Abstract

A draft version of the article Excess Mortality in Two-Year Rodent Carcinogenicity
Studies by Roth et al.
(Toxicologic Pathology 35:7, 1040–43
Major Errors (alter basic recommendations or severely impact comprehension)
Near the end of page 1040, one of the most basic practical recommendations in the paper is given in the following sentence: Quantitatively, one reasonable rule of thumb using purely statistical considerations would be to refrain from terminating a group unless its sample size was less than 10 and some other group’s sample size was at least 5 times as large or its sample size was less than 5 and some other group’s sample size was at least 3.5 times as large. (*) The numbers five (in “five times as large”) and 3.5 are incorrect and should be changed to four and three, respectively.
The sentence quoted above is followed by the footnote symbol (*), which refers to the following footnote that should have been placed at the bottom of the page on which this sentence appears (page 1040): (*) Although this rule of thumb was included only in a fairly late revision at the request of a reviewer, an even later reviewer strongly suggested that we also provide detail to justify it. After considering the length and complexity of a full explanation, we have decided not to provide one. Briefly, the combination of at least one very small sample size and one comparatively large one leads to both power and bias issues for the analysis, regardless whether the best analysis turns out (see ensuing discussion) to be a trend test or a pairwise comparison against controls. This footnote indeed appears in the article, but in the middle of the text near the bottom of the first column on page 1041 rather than at the bottom of page 1040. In that location, there is no inkling that it is intended as a footnote, and most readers were undoubtedly left wondering why it has any relevance in the place that it appears.
The paragraph starting near the bottom of the first column on page 1042 begins with the following sentence: The analysis modification recommendations to provide some context, in the more common situation where excess high dose mortality is not an issue, the almost universally used procedure is to perform the analysis of high dose tumor incidence using trend testing methodology and to regard this as the primary analysis. This “sentence” is incomprehensible. The first four words are intended to be the heading of a new section, and the explicit display of this heading is important to the understanding of the basic, logical flow of the paper. The text should be formatted as follows (with only the heading in italics):
The Analysis Modification Recommendations
To provide some context, … (complete the sentence as given above)
4. The reader’s grasp of the logical flow of the paper was also impacted by the lack of distinction between the various intended levels of section headings.
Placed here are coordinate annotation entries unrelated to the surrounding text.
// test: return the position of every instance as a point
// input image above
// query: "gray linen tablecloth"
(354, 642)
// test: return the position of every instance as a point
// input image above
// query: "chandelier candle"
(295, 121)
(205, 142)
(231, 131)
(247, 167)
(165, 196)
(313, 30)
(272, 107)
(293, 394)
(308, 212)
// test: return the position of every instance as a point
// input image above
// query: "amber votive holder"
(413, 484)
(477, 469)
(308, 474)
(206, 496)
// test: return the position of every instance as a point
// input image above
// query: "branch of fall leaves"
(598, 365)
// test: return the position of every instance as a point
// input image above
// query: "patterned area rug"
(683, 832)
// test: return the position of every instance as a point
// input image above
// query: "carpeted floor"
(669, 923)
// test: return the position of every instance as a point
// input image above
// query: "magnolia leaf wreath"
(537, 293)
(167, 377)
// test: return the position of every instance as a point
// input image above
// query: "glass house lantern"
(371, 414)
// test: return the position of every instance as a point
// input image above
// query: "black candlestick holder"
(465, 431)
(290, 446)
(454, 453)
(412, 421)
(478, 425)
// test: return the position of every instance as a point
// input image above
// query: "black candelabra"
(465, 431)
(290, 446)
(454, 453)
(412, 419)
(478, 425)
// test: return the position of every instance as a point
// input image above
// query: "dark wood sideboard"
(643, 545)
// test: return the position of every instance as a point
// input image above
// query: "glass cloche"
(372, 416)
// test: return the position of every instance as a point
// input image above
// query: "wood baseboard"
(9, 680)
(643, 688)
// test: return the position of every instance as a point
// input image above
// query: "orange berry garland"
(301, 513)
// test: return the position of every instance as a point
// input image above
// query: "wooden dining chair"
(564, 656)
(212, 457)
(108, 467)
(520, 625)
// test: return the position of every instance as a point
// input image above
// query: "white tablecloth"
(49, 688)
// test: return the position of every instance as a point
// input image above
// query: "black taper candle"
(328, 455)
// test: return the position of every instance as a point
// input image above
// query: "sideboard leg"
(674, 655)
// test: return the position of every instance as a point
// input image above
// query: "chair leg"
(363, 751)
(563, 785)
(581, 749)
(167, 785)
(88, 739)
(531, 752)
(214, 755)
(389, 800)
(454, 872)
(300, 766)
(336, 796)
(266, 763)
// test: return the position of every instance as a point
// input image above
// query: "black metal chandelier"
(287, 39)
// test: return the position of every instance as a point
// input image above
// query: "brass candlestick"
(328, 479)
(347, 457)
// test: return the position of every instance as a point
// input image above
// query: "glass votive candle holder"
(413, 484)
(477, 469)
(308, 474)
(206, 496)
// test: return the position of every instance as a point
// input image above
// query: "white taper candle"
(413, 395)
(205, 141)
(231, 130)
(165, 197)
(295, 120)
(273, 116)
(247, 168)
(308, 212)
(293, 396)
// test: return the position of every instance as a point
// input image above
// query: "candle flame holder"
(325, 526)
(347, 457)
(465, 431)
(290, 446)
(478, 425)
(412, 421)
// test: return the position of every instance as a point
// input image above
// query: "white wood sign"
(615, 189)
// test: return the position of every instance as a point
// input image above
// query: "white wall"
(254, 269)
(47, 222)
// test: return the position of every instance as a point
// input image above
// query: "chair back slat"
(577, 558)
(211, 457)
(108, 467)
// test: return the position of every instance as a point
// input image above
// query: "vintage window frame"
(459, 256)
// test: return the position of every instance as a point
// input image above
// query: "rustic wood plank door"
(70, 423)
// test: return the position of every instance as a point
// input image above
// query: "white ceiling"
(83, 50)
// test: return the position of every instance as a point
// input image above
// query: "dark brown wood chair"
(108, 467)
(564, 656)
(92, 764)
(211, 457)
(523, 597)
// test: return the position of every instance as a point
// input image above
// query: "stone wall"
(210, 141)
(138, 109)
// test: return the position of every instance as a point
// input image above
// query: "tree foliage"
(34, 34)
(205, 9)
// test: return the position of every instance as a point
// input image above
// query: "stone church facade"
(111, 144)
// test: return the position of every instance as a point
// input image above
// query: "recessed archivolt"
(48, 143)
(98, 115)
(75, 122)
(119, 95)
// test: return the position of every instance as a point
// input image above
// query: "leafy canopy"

In particular, all of the section headings were supposed to be in bold print except for the two headings The Design Modification Recommendations and The Analysis Modification Recommendations (which, as mentioned above, did not appear as a heading at all). This was intended to convey the message that the above two headings represent subsections of the more global heading Increased Mortality in Only the High Dose Group. Since one of these headings appeared in the same typesetting as the rest of the headings and the other one didn’t appear as a heading at all, much of the main logical structure of the paper was lost. Along the same lines, but of less consequence to comprehension, is the fact that three of the headings (INTRODUCTION, CONCLUSIONS, and REFERENCES) appear centered and in all capital letters, unlike all of the other headings.
Mid-level Errors (impact comprehension more than trivially but less than severely)
The fourth and fifth paragraphs in the INTRODUCTION were intended to be just a single long paragraph. Splitting this material into two paragraphs introduces possible confusion, obscuring several important connections including the strong logical relationship between the sentence immediately preceding the split and the sentence immediately following it.
The next two paragraphs were also intended to be just one long paragraph; there is no convenient split point that avoids breaking up what is inherently a single, unified idea. This added “break point” might have caused readers to have to ponder things longer, but ultimately the intended meaning probably became clear anyway.
The first two full paragraphs on page 1042 were likewise intended to be just a single paragraph, albeit a very long one.
Minor Errors (trivial impact on comprehension)
The heading currently called REFERENCES was intended to be called “References Cited in FDA Guidelines Excerpt.” Though this is not of major importance, it does give the possible incorrect impression that these are the authors’ own references rather than the those of the FDA.
There was an assortment of purely editorial errors that seem too inconsequential to warrant individual mention. They fall into the following categories: lack of a blank space between words, a hyphen that splits a word between lines in the middle of a syllable, extra hyphens between words, and several occurrences of an Arabic numeral in the middle of a sentence instead of spelling out the number.